- The Washington Times - Tuesday, May 16, 2017

The president of Ukraine banned four of the nation’s most popular websites Monday with a new round of sanctions targeting Russia over its 2014 annexation of Crimea and subsequent aggression.

President Petro Poroshenko issued a decree Monday evening broadening anti-Russian sanctions and expanding Kiev’s blacklist to 468 companies and 1,228 people, including Mail.ru, the Moscow-based firm in control of Ukraine’s two most popular social networks, VK and Odnoklassniki, as well as Yandex, a Russian-owned search engine, in addition to several major Russian television channels and banks.

“The challenges of hybrid war demand adequate responses,” Mr. Poroshenko said in a statement Monday. “Massive Russian cyber attacks across the world — particularly the interference in the French election campaign — show it is time to act differently and more decisively.”

“Russia used cyber warfare trying to influence the results of elections across Europe and in the U.S.,” Mr. Poroshenko added during a Monday night television address, IB Times reported. “We expect that they will try to do the same thing to Ukraine.”

The sanctions took effect immediately and quickly earned condemnation and cries of censorship from affected entities and open internet advocates as well as ridicule from Russian President Vladimir Putin’s administration in Moscow.

“We have always steered clear of politics,” said VK, which claims about 16 million social network users in Ukraine alone. “We believe that in its very essence, the internet has no borders.”

“Supposedly this is because Russia is making money from our users and we are at war. But, excuse me, these are sanctions against the citizens themselves,” opined Oksana Romaniouk, Reporters Without Borders’s Ukrainian representative.

Dmitry Peskov, Mr.

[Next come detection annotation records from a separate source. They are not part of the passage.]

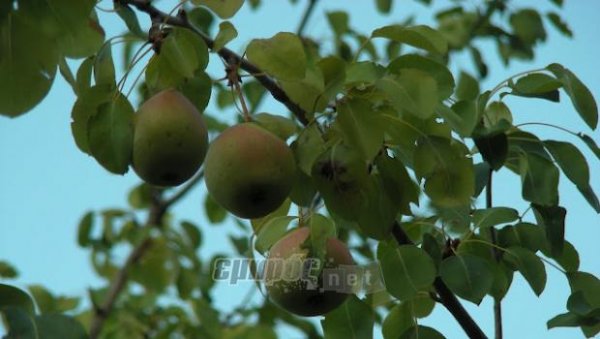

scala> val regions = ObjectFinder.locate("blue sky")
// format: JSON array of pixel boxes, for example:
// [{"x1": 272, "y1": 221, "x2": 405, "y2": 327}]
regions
[{"x1": 0, "y1": 0, "x2": 600, "y2": 338}]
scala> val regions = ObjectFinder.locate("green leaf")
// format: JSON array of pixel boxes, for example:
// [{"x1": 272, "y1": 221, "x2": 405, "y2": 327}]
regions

Putin’s spokesperson, called the sanctions “short-sighted” and warned Russia had not “forgotten about the principle of reciprocity.” Russia’s Foreign Ministry, meanwhile, called the sanctions a “manifestation of politically motivated censorship,” not withstanding its own repressive internet restrictions.

Other targets of Ukraine’s latest sanctions include Russia’s leading cybersecurity firm, Kaspersky Labs, in addition to several banks and television stations, including Rossiya Segodnya, RBC, VGTRK and TNT, among others.

Moscow annexed Crimea from Kiev in 2014 after Ukraine’s pro-Russian president, Viktor Yanukovych, was overthrown from office and replaced by Mr. Poroshenko. Pro-Russian separatists purportedly backed by Moscow instigated a civil war in eastern Ukraine later that year, the likes of which has claimed at least 10,000 lives in the last three years.